Take a break from politicians

It appears (yawn) that we’re going to have to put up with election speculation (yawn) every day between now and when the members of Parliament take their three-month summer break. This break (yawn) follows their pre-Easter break, their Easter break and their post-Easter break, which was last week.

Before that (how do our lawmakers endure the strain?) there was their mid-winter break, and before that the Christmas break, and before that the pre-Christmas break when Stephen Harper shut the doors of Parliament to save his government.

When they’re not breaking, the MPs are posturing (yawn) as they are now with election bluster. It is clear there won’t be an election called before the summer break. For one thing, we just had an election last fall. For another, the issue of changes to employment insurance isn’t important enough to trigger a new one. For another, Liberals are unlikely to get the support of the opposition parties to defeat the government on a non-confidence motion.

And so everybody should relax and tune out politics until the MPs return to work in late September before their weeklong Thanksgiving break in mid-October.

By that time, the Conservatives hope the recession will be easing off and their attack ads will have succeeded in making voters believe Michael Ignatieff is an arrogant elitist whose only interest in this country has been for vacation stopovers.

They should bear in mind, however, that the last so-called arrogant elitist who sat in the king’s chair was Pierre Trudeau. A new poll rating modern prime ministers shows Trudeau on top by a huge margin. He scored 39 per cent, with everyone else in the footnote category at 11 per cent or worse. Stephen Harper was at 11 per cent, but the bad news for him was he topped the list for worst PM, scoring 22 per cent.

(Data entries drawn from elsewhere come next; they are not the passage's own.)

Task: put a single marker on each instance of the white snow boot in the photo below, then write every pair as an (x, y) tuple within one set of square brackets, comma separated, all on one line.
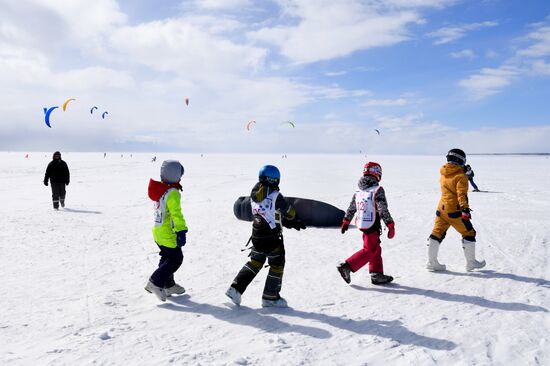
[(470, 255), (234, 295), (433, 249), (154, 289), (279, 303), (174, 290)]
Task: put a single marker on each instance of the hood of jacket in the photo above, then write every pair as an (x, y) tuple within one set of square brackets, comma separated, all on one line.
[(448, 170), (367, 181), (261, 190), (157, 189)]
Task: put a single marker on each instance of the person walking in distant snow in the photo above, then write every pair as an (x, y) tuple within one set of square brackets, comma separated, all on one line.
[(370, 205), (57, 173), (453, 210), (270, 210), (169, 231), (470, 174)]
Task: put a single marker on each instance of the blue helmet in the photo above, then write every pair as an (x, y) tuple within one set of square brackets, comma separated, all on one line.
[(269, 174)]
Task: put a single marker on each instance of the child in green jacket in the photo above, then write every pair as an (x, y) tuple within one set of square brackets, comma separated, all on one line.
[(169, 230)]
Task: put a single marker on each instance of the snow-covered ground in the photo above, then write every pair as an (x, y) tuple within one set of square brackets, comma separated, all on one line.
[(73, 280)]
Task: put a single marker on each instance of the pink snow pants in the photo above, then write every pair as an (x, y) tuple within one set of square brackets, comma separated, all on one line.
[(371, 254)]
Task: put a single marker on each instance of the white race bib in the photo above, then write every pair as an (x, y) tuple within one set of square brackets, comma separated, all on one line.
[(366, 207)]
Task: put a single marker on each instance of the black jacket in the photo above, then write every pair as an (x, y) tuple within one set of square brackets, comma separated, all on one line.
[(57, 172)]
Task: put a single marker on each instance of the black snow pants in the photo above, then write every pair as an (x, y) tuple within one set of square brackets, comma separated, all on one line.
[(58, 194), (272, 249), (170, 262)]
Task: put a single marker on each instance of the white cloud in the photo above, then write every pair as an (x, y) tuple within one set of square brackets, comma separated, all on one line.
[(540, 67), (327, 29), (179, 46), (386, 102), (452, 33), (490, 81), (335, 73), (467, 53), (420, 3), (527, 61), (222, 4), (541, 43)]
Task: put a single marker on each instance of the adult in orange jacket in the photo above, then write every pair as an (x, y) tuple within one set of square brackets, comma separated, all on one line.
[(453, 210)]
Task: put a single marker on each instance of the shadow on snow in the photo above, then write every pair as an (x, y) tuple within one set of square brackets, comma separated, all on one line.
[(80, 211), (446, 296), (493, 274), (261, 319)]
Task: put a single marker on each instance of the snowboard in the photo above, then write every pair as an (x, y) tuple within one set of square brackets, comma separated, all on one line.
[(311, 212)]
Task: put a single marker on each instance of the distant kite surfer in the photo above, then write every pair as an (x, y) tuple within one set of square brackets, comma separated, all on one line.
[(57, 173), (470, 174)]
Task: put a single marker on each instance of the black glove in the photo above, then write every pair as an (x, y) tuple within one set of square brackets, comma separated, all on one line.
[(299, 224), (180, 238), (295, 223)]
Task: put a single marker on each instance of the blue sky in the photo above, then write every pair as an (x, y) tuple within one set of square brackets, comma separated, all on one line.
[(428, 74)]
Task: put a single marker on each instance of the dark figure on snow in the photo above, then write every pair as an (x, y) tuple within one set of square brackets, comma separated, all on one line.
[(57, 173), (470, 174), (270, 210)]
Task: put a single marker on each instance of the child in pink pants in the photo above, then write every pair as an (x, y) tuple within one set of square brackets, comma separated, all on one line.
[(369, 205)]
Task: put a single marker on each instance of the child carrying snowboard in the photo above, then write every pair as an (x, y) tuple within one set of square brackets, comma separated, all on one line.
[(169, 230), (369, 202), (270, 210)]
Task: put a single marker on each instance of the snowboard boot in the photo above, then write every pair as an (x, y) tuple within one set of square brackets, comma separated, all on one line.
[(278, 303), (379, 278), (174, 290), (433, 264), (470, 255), (345, 271), (154, 289), (234, 295)]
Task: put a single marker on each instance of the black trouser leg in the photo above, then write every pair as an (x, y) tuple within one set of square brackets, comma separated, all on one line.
[(57, 190), (62, 193), (249, 270), (274, 281), (170, 262)]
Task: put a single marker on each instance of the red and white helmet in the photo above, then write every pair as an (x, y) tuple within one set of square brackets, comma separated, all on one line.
[(373, 169)]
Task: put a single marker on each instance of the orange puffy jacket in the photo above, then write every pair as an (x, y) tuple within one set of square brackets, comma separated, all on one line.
[(454, 188)]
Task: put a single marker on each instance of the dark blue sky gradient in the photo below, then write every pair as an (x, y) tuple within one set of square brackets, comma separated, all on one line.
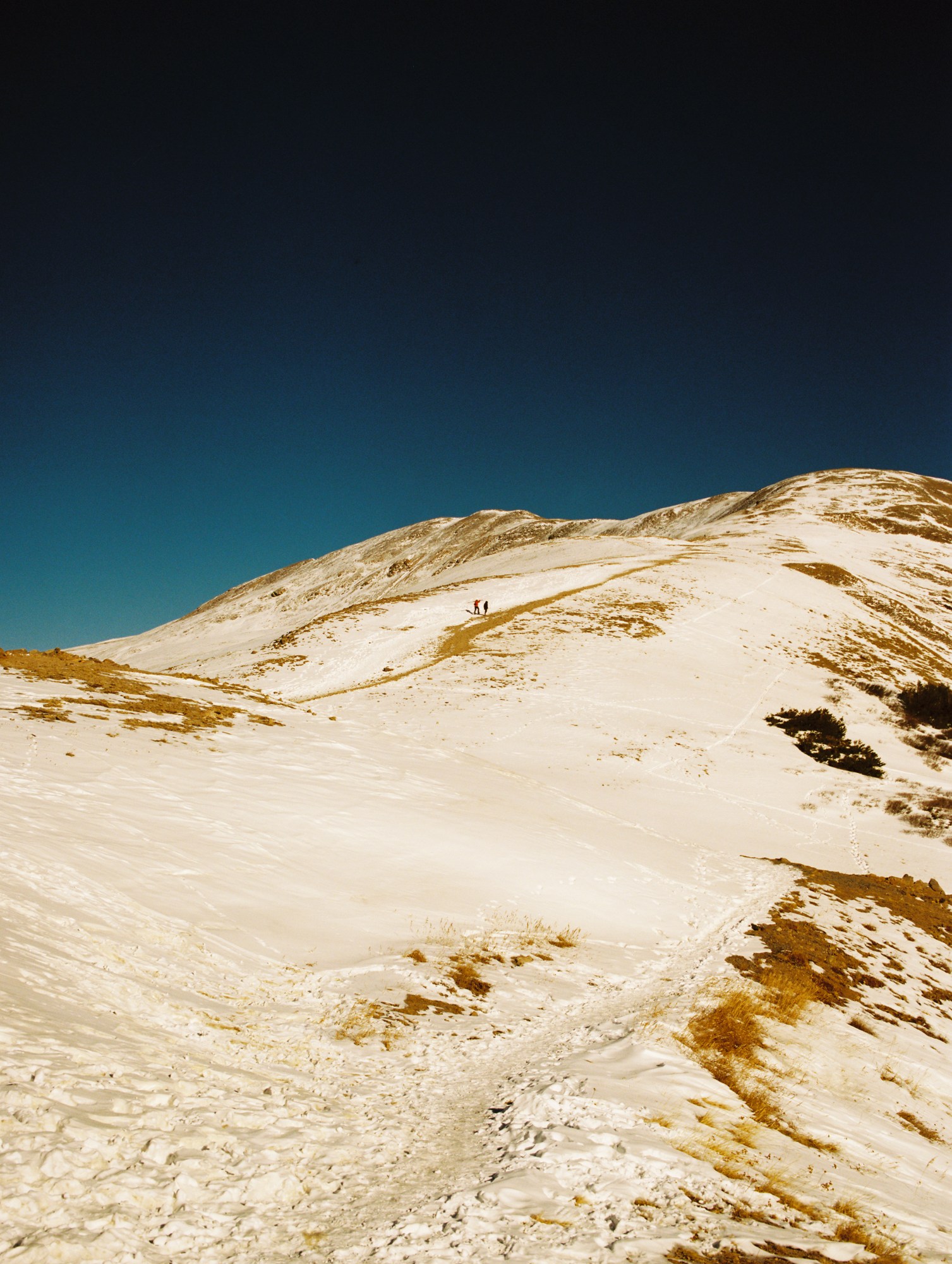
[(273, 284)]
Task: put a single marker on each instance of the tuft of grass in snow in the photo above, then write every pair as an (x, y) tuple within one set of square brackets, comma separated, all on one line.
[(916, 1126), (114, 687)]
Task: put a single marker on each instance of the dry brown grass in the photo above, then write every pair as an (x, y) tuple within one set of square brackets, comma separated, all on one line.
[(466, 978), (112, 687), (916, 1126), (416, 1004)]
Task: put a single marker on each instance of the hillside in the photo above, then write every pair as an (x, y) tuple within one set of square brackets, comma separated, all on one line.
[(344, 925)]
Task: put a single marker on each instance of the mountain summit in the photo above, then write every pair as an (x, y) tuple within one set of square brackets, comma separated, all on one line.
[(349, 925)]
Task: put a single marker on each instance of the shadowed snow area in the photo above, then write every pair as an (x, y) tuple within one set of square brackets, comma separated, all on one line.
[(344, 925)]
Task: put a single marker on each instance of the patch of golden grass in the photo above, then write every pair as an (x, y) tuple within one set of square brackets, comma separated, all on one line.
[(466, 978), (416, 1004), (363, 1022), (115, 688), (916, 1126), (726, 1038), (51, 710)]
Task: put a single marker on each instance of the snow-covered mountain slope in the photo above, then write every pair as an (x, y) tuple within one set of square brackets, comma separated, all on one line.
[(417, 935)]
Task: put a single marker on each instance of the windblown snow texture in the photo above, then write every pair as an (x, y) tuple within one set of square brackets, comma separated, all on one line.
[(341, 925)]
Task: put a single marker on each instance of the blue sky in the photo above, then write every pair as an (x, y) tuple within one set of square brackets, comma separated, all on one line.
[(278, 284)]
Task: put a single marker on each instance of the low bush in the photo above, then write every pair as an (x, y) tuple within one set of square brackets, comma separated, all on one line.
[(929, 705), (822, 736)]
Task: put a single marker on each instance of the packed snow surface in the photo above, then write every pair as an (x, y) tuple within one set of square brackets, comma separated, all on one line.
[(344, 925)]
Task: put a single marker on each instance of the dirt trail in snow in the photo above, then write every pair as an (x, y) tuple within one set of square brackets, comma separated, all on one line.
[(457, 1148), (460, 640)]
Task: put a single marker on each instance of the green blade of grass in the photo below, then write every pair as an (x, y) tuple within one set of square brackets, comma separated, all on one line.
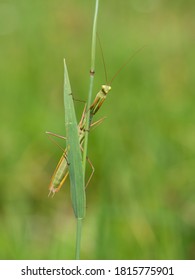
[(74, 152)]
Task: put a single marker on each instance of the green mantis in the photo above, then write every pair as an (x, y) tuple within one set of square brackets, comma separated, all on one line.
[(61, 172)]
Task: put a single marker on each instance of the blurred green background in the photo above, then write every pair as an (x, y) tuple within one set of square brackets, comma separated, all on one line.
[(141, 200)]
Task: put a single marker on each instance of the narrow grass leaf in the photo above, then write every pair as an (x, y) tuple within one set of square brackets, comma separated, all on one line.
[(74, 152)]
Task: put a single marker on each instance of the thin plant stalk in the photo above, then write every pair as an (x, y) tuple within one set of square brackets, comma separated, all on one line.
[(92, 72)]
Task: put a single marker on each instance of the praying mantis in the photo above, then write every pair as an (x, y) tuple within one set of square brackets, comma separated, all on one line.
[(61, 172)]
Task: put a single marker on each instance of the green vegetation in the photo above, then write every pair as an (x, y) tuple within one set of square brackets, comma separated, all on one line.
[(140, 202)]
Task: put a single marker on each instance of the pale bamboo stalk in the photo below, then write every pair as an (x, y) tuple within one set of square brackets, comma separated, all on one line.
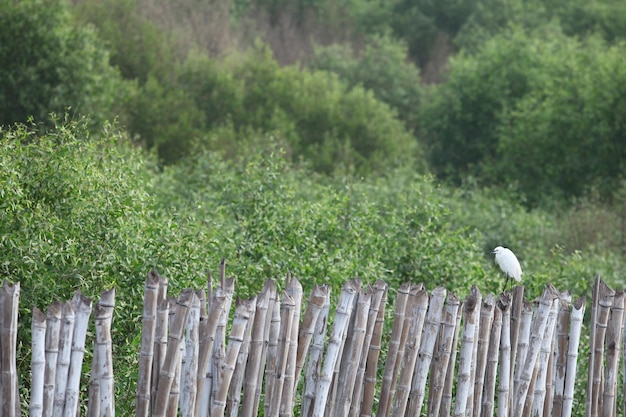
[(314, 364), (168, 369), (562, 336), (219, 345), (207, 331), (446, 397), (490, 376), (443, 354), (576, 323), (236, 384), (38, 362), (376, 294), (189, 374), (484, 332), (543, 363), (243, 314), (256, 360), (605, 301), (434, 319), (146, 353), (294, 289), (53, 328), (286, 322), (348, 376), (317, 299), (613, 338), (592, 346), (272, 354), (393, 352), (538, 328), (504, 386), (373, 353), (82, 308), (523, 340), (471, 312), (335, 345)]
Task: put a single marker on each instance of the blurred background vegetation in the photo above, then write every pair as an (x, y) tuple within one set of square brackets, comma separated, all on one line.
[(395, 139)]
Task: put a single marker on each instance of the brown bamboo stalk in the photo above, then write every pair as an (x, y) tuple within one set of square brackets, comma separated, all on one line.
[(53, 327), (416, 310), (471, 312), (9, 300), (243, 313), (441, 360), (168, 368), (38, 362), (82, 308), (490, 376), (504, 386), (538, 328), (389, 376), (484, 332), (146, 353), (562, 337), (613, 339), (352, 360), (605, 301), (373, 353)]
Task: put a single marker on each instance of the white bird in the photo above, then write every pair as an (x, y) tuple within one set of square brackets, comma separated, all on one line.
[(508, 263)]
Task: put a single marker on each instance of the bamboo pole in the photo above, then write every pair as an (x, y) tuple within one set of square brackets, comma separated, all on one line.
[(434, 318), (335, 345), (471, 312), (490, 376), (244, 312), (504, 386), (38, 362), (53, 327), (562, 336), (175, 337), (576, 323), (447, 336), (484, 331), (82, 308), (538, 328), (146, 353), (376, 292), (613, 339), (393, 351)]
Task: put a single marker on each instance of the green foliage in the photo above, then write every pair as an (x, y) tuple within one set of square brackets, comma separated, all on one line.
[(48, 65), (382, 67)]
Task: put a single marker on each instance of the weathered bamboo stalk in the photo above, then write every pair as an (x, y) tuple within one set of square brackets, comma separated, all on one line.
[(490, 375), (168, 368), (432, 326), (373, 353), (146, 353), (562, 336), (244, 314), (613, 339), (484, 331), (53, 327), (448, 332), (393, 351), (471, 312), (82, 308), (538, 328), (38, 362), (335, 345), (504, 385)]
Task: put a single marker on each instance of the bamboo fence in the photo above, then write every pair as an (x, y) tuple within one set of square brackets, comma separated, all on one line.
[(277, 355)]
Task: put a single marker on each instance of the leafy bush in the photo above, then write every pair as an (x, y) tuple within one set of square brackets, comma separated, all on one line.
[(48, 65)]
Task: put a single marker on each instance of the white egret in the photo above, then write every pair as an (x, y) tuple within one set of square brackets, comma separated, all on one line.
[(508, 263)]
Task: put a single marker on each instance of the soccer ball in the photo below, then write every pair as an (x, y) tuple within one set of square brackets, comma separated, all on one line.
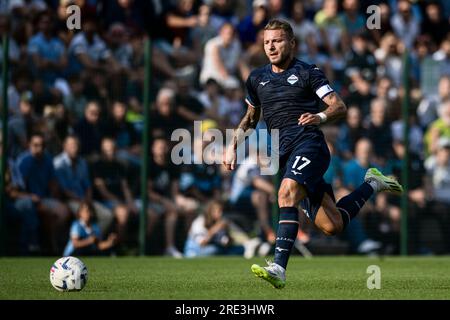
[(68, 274)]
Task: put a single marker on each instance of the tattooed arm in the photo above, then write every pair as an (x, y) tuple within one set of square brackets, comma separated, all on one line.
[(249, 121), (336, 109)]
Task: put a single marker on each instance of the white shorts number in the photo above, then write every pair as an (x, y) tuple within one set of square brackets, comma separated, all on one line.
[(306, 161)]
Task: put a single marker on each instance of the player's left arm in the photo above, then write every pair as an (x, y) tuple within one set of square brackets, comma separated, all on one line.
[(336, 109)]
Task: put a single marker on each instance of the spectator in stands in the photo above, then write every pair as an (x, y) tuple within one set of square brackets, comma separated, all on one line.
[(276, 9), (442, 57), (14, 50), (87, 52), (388, 55), (250, 25), (350, 132), (36, 177), (221, 57), (255, 56), (405, 24), (332, 29), (165, 121), (180, 19), (354, 22), (355, 169), (360, 72), (21, 209), (250, 191), (47, 52), (89, 130), (20, 127), (427, 110), (438, 185), (111, 188), (217, 106), (76, 100), (223, 12), (124, 134), (20, 85), (73, 176), (86, 236), (187, 106), (438, 128), (163, 189), (303, 28), (385, 23), (379, 131)]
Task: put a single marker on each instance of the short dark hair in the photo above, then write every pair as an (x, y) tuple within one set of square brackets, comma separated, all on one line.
[(277, 24)]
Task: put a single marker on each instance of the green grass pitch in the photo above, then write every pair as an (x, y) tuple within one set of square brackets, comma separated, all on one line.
[(231, 278)]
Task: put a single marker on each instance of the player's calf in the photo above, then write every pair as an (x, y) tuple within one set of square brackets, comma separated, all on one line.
[(328, 218)]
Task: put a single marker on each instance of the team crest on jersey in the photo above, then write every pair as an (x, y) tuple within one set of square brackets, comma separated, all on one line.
[(292, 79)]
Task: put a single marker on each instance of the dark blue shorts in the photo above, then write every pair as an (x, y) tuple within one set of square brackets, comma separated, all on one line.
[(306, 163)]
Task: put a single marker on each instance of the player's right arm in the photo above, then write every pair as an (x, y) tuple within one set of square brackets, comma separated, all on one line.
[(249, 121)]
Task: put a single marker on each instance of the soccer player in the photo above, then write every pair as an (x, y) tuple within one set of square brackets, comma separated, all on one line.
[(288, 92)]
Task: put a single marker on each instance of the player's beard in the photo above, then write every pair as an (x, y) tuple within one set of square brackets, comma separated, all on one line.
[(284, 60)]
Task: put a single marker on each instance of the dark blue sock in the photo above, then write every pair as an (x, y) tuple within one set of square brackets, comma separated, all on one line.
[(350, 205), (286, 235)]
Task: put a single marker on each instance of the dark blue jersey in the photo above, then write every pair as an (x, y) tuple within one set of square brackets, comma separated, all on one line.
[(284, 96)]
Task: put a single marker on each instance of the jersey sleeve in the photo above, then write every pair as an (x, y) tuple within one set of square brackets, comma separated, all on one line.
[(252, 97), (319, 82)]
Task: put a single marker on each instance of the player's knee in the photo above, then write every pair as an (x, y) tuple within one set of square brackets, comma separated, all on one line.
[(121, 214), (331, 228), (259, 198), (288, 197)]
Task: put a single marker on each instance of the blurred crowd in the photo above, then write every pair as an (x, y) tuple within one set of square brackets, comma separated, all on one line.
[(75, 103)]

Trudeau also had the reputation of someone who cared more what was happening in the salons of Paris than the bowling alleys of Moose Jaw. That didn’t hurt him either. He also had the reputation of being an intellectual, something else the anti-Iggy ads scorn. That didn’t hurt him either.

Come to think of it, maybe the Grits ought to be saluting the ads painting their new guy as an outsider.

The thing about Trudeau was he wasn’t pedestrian, like (yawn) some latter-day prime ministers we know. That’s why he was and is still admired. His outsider aura gave him a compelling mystique. He rose above — as national leaders should — our collective mundanity.